Would it really be so bad to acknowledge that if we shared our resources better, we actually have enough already? Is it so difficult to agree that in an age of environmental overshoot, ongoing economic growth is only a legitimate policy goal in low income countries? Can we not at least talk about how progress in the 21st century could be about quality rather than quantity?
If not, then we’re stuck with the fantasy of infinite expansion on a finite planet, which is really no more sensible than a future world of tiny people.
Smaller people would mean smaller brains. You might find them more amenable.
In my experience people’s height generally has no bearing on their intelligence. Perhaps it does where you come from.
As people have become better fed they are both taller and have on average higher IQs.
Most short people are more than 2/3 the mass of the average person which similar head size.

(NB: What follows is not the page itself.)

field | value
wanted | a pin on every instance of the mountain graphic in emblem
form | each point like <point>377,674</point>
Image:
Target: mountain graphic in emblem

I have heard that before, I was talking about the poverty of yesteryear , I remember how small people were, the old, in english villages when i was a child.Today, being small because you dont eat enough has a name and it is meant to reduce intelligence,. Cant say I noticed that such people lacked intelligence. I was talking about how bad things used to be and the heartless person I was talking to suggested it had meant people ate less so that it was a good thing, Disgusting suggestion ,that we go back to the misery of before for any reasona at all. Such things are what i often hear talking to catholics, this one i have heard three or four times from different people who advocate for such a return to the old poverty.that exiisted in Europe most especially.Have you ever seen many small people from islamic countries,, I have not? In England farming takes up nearlyall the land but in the mediteraeanean that is not the case, moorlands cover much bigger areas. We could easily grow more,what is hard is distribution and policing the worldd to stop fights that stop food getting through and the morality of policign others is very questionable. Also economics are something you have to know a lot about to better the distribution of food. You can take charity to poor countries but the system is tricked, you should trace the money to find out how long it gets back into swiss banks or the modern equivilent. ,There is an electric stair ase that carries money back up to the rich Understand that and you might find ways to better local economies so that money really helps development in them and creat ¡e money there and stop money leaching back to the rich. instead of just taking money to them.There is not fixed amount of money i buy a packet of seeds and grow from it two hundred plants the money I spent on the seeds has expanded a hundred fold: MOney expands and decreases as do plants we can cut them down or increase the number of plants on the planet.we can als buy a packet of seeds for two pounds an dend up with plants worth one hundred pounds.
Limiting our numbers is technologically (though not socialogically) easy. Reducing our fear and greed would be the most effective change we could make, but sadly appears to conflict with human nature.
Good education (particularly of girls) has been shown repeatedly to be the most effective driver of lower birthrates, and produces this result without compulsion.